Rudin's proof that the Cantor set has no segments

Question

In Principles of Mathematical Analysis, on page 42, Rudin proves that the Cantor set has no segments by stating that every segment $(\alpha,\beta)$ contains a segment of the form $(\frac{3k+1}{3^{n}},\frac{3k+2}{3^{n}})$ if $3^{-n}\lt\frac{\beta-\alpha}{6}$. I don't know how $\frac{\beta-\alpha}{6}$ is obtained.

Answer 1

Your denominators should be $3^n$, not $3^{-n}$.

Suppose that $\alpha$ is just a little bigger than $\frac{3k+1}{3^n}$ for some $k$, so that $(\alpha,\beta)$ is just barely too far to the right to contain $\left(\frac{3k+1}{3^n},\frac{3k+2}{3^n}\right)$ no matter how big $\beta-\alpha$ is. The next interval of that form to the right is

$$\left(\frac{3k+4}{3^n},\frac{3k+5}{3^n}\right)\;;\tag{1}$$

if we ensure that $\frac{3k+5}{3^n}\le\beta$, the interval $(\alpha,\beta)$ will contain the interval $(1)$. If $\alpha=\frac{3k+1}{3^n}+\epsilon$, then

$$\frac{3k+5}{3^n}=\alpha-\epsilon+\frac4{3^n}\;,$$

so we need to make sure that $\beta\ge\alpha-\epsilon+\frac4{3^n}$ no matter how small $\epsilon$ is. This will certainly be the case if $\beta\ge\alpha+\frac4{3^n}$, i.e., if $\beta-\alpha\ge\frac4{3^n}$. In other words, if we choose $n$ big enough so that

$$\frac1{3^n}\le\frac{\beta-\alpha}4\;,$$

the interval $(\alpha,\beta)$ is certain to contain an interval of the form $\left(\frac{3k+1}{3^n},\frac{3k+2}{3^n}\right)$.

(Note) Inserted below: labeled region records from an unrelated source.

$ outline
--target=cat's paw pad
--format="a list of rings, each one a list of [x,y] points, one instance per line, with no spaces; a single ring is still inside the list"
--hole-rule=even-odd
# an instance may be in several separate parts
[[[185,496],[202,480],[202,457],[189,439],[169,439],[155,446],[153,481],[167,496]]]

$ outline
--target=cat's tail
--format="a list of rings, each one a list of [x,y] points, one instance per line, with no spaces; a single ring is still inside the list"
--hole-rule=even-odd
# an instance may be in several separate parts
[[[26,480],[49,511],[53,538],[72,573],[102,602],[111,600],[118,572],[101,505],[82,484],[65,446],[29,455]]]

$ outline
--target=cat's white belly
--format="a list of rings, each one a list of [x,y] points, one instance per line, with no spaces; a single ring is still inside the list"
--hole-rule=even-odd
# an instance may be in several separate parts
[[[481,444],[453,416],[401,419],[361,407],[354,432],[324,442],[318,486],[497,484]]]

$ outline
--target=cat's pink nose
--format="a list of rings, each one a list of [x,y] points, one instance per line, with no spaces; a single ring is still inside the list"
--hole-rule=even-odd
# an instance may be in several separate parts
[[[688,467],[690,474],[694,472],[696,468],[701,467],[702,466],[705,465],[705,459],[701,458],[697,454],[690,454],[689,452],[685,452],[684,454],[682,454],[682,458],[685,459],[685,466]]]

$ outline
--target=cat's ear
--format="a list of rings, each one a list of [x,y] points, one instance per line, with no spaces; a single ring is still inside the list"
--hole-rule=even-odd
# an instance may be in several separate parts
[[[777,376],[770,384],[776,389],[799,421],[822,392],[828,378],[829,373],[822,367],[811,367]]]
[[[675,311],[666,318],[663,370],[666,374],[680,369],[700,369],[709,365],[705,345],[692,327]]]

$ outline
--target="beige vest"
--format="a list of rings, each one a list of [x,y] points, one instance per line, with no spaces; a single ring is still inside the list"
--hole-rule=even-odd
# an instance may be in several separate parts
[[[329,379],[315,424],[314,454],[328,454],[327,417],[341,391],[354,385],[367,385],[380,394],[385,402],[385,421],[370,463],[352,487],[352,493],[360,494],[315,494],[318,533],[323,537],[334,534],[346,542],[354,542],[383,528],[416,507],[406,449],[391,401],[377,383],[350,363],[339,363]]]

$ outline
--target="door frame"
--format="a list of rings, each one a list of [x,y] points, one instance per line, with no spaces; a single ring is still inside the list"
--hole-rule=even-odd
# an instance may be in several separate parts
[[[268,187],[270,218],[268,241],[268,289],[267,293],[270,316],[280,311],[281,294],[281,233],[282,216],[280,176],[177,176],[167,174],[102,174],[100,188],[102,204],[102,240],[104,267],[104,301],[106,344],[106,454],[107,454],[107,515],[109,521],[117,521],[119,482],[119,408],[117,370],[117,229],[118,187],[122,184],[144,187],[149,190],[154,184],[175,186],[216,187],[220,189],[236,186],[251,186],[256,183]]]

Clearly this will be the case if $\frac1{3^n}\le\frac{\beta-\alpha}6$.

Answer 2

We want to show that there is an integer $k$ such that $\alpha\le\frac{3k+1}{3^n}$ and $\frac{3k+2}{3^n}\le\beta$,

so we want to have $\frac{\alpha(3^n)-1}{3}\le k\le\frac{\beta(3^n)-2}{3}$.

Such an integer $k$ will exist if $\frac{\beta(3^n)-2}{3}-\frac{\alpha(3^n)-1}{3}\ge1$, so

$(\beta-\alpha)3^n\ge4$ gives $3^{-n}\le\frac{\beta-\alpha}{4}$.

Answer 3

The condition $3^{-m} < \frac{\beta - \alpha}{6}$ is equivalent to $3^{-(m-1)} < \frac{\beta - \alpha}{2}$.

Now if $3^{-(m-1)} < \frac{\beta - \alpha}{2}$, then $[\alpha, \alpha+\frac{\beta - \alpha}{2}]$ contains $\frac{k}{3^{m-1}}$ for some integer $m\geq 2$ and $k\geq 0$.

We can conclude that $[\alpha, \beta] \supset [\frac{k}{3^{m-1}}, \frac{k+1}{3^{m-1}}]$, which is equivalent to $[\frac{3k}{3^{m}}, \frac{3k+3}{3^{m}}]$. Then clearly $(\alpha, \beta) \supset (\frac{3k+1}{3^{m}}, \frac{3k+2}{3^{m}})$.

What I have shown is that the condition you asked, $3^{-m} < \frac{\beta - \alpha}{6}$, is sufficient to conclude that every segment $(\alpha, \beta)$ contains a segment of the form $(\frac{3k+1}{3^{m}}, \frac{3k+2}{3^{m}})$.